Persamaan dan Perbedaan Akuntansi Syariah dengan Akuntansi Konvensional
Dasar
hukum dalam Akuntansi Syariah bersumber dari Al Quran, Sunah Nabwiyyah,
Ijma (kespakatan para ulama), Qiyas (persamaan suatu peristiwa
tertentu, dan ‘Uruf (adat kebiasaan) yang tidak bertentangan dengan
Syariah Islam. Kaidah-kaidah Akuntansi Syariah, memiliki karakteristik
khusus yang membedakan dari kaidah Akuntansi Konvensional. Kaidah-kaidah
Akuntansi Syariah sesuai dengan norma-norma masyarakat islami, dan
termasuk disiplin ilmu sosial yang berfungsi sebagai pelayan masyarakat
pada tempat penerapan Akuntansi tersebut.
Persamaan kaidah Akuntansi Syariah dengan Akuntansi Konvensional terdapat pada hal-hal sebagai berikut:
1. Prinsip pemisahan jaminan keuangan dengan prinsip unit ekonomi;
2. Prinsip penahunan (hauliyah) dengan prinsip periode waktu atau tahun pembukuan keuangan;
3. Prinsip pembukuan langsung dengan pencatatan bertanggal;
4. Prinsip kesaksian dalam pembukuan dengan prinsip penentuan barang;
5. Prinsip perbandingan (muqabalah) dengan prinsip perbandingan income dengan cost (biaya);
6. Prinsip kontinuitas (istimrariah) dengan kesinambungan perusahaan;
7. Prinsip keterangan (idhah) dengan penjelasan atau pemberitahuan.
Sedangkan
perbedaannya, menurut Husein Syahatah, dalam buku Pokok-Pokok Pikiran
Akuntansi Islam, antara lain, terdapat pada hal-hal sebagai berikut:
1. Para
ahli akuntansi modern berbeda pendapat dalam cara menentukan nilai atau
harga untuk melindungi modal pokok, dan juga hingga saat ini apa yang
dimaksud dengan modal pokok (kapital) belum ditentukan.

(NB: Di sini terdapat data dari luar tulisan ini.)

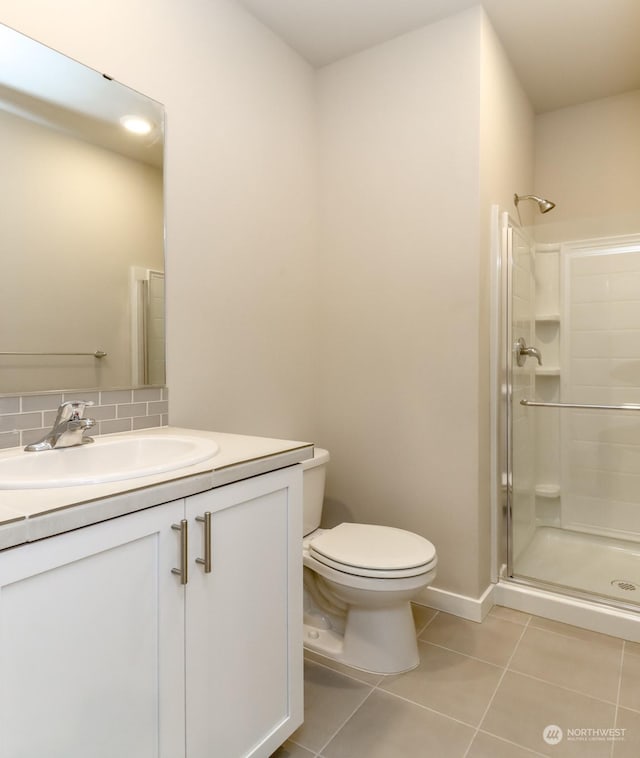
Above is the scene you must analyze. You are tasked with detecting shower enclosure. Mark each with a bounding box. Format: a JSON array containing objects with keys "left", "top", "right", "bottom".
[{"left": 498, "top": 209, "right": 640, "bottom": 613}]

Sedangkan konsep
Islam menerapkan konsep penilaian berdasarkan nilai tukar yang berlaku,
dengan tujuan melindungi modal pokok dari segi kemampuan produksi di
masa yang akan datang dalam ruang lingkup perusahaan yang kontinuitas;
2. Modal
dalam konsep akuntansi konvensional terbagi menjadi dua bagian, yaitu
modal tetap (aktiva tetap) dan modal yang beredar (aktiva lancar),
sedangkan di dalam konsep Islam barang-barang pokok dibagi menjadi harta
berupa uang (cash) dan harta berupa barang (stock), selanjutnya barang
dibagi menjadi barang milik dan barang dagang;
3. Dalam
konsep Islam, mata uang seperti emas, perak, dan barang lain yang sama
kedudukannya, bukanlah tujuan dari segalanya, melainkan hanya sebagai
perantara untuk pengukuran dan penentuan nilai atau harga, atau sebagi
sumber harga atau nilai;
4. Konsep
konvensional mempraktekan teori pencadangan dan ketelitian dari
menanggung semua kerugian dalam perhitungan, serta mengenyampingkan laba
yang bersifat mungkin, sedangkan konsep Islam sangat memperhatikan hal
itu dengan cara penentuan nilai atau harga dengan berdasarkan nilai
tukar yang berlaku serta membentuk cadangan untuk kemungkinan bahaya dan
resiko;
5. Konsep
konvensional menerapkan prinsip laba universal, mencakup laba dagang,
modal pokok, transaksi, dan juga uang dari sumber yang haram, sedangkan
dalam konsep Islam dibedakan antara laba dari aktivitas pokok dan laba
yang berasal dari kapital (modal pokok) dengan yang berasal dari
transaksi, juga wajib menjelaskan pendapatan dari sumber yang haram jika
ada, dan berusaha menghindari serta menyalurkan pada tempat-tempat yang
telah ditentukan oleh para ulama fiqih. Laba dari sumber yang haram
tidak boleh dibagi untuk mitra usaha atau dicampurkan pada pokok modal;
6. Konsep
konvensional menerapkan prinsip bahwa laba itu hanya ada ketika adanya
jual-beli, sedangkan konsep Islam memakai kaidah bahwa laba itu akan ada
ketika adanya perkembangan dan pertambahan pada nilai barang, baik yang
telah terjual maupun yang belum. Akan tetapi, jual beli adalah suatu
keharusan untuk menyatakan laba, dan laba tidak boleh dibagi sebelum
nyata laba itu diperoleh.
Dengan
demikian, dapat diketahui, bahwa perbedaan antara sistem Akuntansi
Syariah Islam dengan Akuntansi Konvensional adalah menyentuh soal-soal
inti dan pokok, sedangkan segi persamaannya hanya bersifat aksiomatis.